小千谷縮

小千谷縮(おぢやちぢみ)とは、新潟県小千谷市周辺で生産されている麻織物のことです。麻は乾燥に弱いため、麻織物を作るには適度な湿気は必要不可欠。新潟県小千谷市周辺は豪雪地帯で湿った空気が保たれており、麻織物を作るのに適した環境です。国の重要無形文化財とユネスコ無形文化遺産に登録されています。

小千谷縮の特徴は、生地の表面に「シボ」と呼ばれるシワができること。撚り(繊維の束をねじること)が強い糸を使用しているため、撚りが緩んだときにシボが生まれます。シボが加わることでさらりとした肌触りになることと、撥水性に優れた麻を使用していることは高温多湿な日本の夏の気候に適しており、今もなお高い人気を誇る織物です。

小千谷縮の原点とも言える「越後上布」は、奈良時代から生産されていました。奈良の正倉院に収められている宝物や文書からは、税のひとつとして越後上布が納められていたことが伺えます。小千谷縮が生まれたのは、正倉院の時代からずっと後の1670年頃のことです。播州明石(現在の兵庫県明石市周辺)の志士・堀次郎将俊が、明石縮を参考に小千谷縮を生み出しました。

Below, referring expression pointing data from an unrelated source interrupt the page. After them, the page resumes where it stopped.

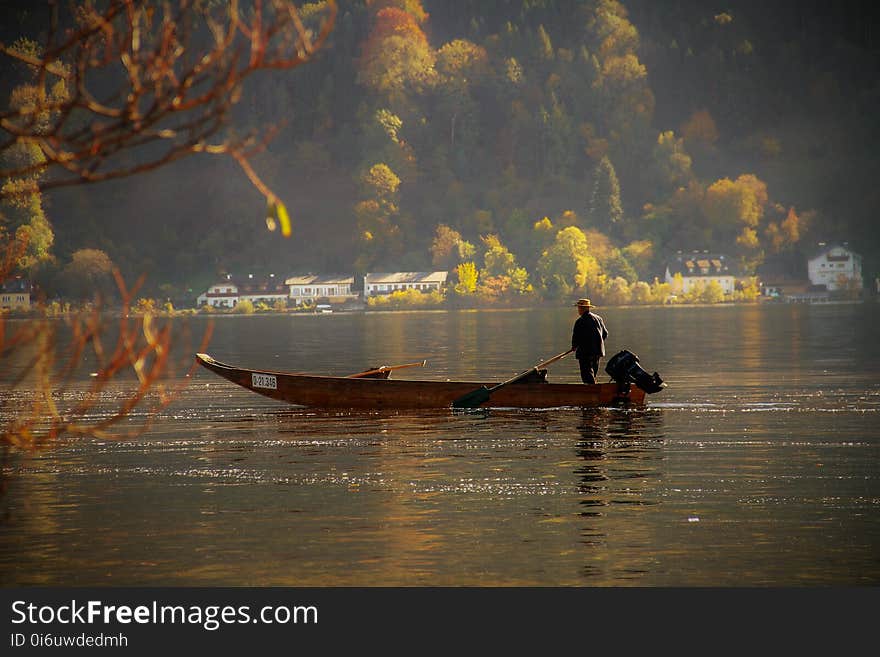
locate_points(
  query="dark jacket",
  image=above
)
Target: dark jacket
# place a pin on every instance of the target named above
(588, 336)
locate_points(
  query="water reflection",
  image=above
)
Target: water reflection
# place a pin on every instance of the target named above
(620, 455)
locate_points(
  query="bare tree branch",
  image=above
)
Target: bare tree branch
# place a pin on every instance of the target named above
(173, 74)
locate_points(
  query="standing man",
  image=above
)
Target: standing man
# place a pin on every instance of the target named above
(588, 340)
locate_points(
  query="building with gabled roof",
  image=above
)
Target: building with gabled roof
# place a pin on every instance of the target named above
(15, 293)
(835, 267)
(386, 283)
(308, 288)
(699, 268)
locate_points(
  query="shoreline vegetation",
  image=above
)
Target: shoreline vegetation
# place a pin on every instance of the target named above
(407, 300)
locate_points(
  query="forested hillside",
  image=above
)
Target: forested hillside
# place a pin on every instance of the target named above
(549, 145)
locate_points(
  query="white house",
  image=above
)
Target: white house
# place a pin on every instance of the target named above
(310, 287)
(15, 293)
(406, 280)
(220, 295)
(835, 267)
(699, 268)
(228, 293)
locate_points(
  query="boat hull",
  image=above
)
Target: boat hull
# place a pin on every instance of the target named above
(378, 394)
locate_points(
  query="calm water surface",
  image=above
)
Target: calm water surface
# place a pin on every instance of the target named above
(757, 466)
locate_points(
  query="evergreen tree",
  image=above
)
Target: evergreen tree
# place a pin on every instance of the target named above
(605, 210)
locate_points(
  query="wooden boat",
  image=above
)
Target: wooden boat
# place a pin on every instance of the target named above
(386, 393)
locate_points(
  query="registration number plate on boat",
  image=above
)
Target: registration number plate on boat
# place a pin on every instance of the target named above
(264, 381)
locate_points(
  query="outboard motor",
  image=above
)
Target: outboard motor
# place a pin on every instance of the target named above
(624, 367)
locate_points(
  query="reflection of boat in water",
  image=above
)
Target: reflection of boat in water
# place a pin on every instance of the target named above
(378, 393)
(620, 454)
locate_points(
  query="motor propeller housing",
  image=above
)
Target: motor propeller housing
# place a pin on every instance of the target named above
(624, 367)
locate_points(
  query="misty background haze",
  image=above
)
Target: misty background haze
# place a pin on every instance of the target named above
(492, 116)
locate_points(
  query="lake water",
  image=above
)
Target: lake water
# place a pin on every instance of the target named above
(759, 465)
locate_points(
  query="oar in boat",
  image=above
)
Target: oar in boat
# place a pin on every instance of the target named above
(386, 368)
(481, 395)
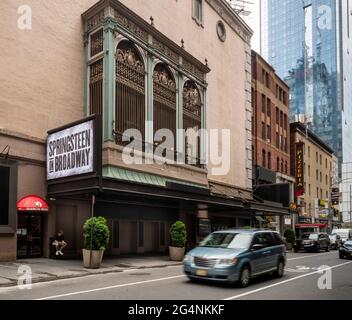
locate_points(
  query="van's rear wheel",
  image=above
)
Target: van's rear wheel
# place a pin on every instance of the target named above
(279, 273)
(245, 277)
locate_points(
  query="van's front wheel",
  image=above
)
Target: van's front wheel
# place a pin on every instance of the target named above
(279, 273)
(245, 277)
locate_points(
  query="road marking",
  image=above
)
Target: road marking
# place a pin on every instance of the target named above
(48, 283)
(311, 256)
(109, 288)
(286, 281)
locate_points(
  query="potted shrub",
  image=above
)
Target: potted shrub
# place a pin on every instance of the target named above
(290, 237)
(178, 235)
(96, 237)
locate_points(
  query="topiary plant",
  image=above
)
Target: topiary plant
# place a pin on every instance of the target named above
(178, 234)
(96, 234)
(290, 235)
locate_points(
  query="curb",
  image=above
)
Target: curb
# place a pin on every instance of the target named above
(53, 278)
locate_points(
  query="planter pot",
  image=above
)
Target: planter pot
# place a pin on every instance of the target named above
(176, 254)
(92, 259)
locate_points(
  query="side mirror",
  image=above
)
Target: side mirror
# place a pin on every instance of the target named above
(257, 247)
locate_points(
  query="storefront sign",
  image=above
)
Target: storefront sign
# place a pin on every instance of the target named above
(299, 169)
(70, 151)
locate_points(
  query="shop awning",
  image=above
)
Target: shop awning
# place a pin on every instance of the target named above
(309, 225)
(32, 203)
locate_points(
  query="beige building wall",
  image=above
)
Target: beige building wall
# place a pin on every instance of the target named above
(226, 94)
(43, 69)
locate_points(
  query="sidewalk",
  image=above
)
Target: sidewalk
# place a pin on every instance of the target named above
(48, 270)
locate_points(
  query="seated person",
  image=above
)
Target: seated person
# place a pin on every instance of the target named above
(59, 243)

その後小千谷縮の作り方は魚沼地方全体に広がり、江戸時代には最盛期を迎え年間20万反(1反=幅約36cm×長さ約12m)も生産する年もありました。明治時代以降は工業化が進み、職人の数は減少。現在は伝統的な小千谷縮の技術を伝える活動も盛んに行われており、上質な麻織物の生産が続いています。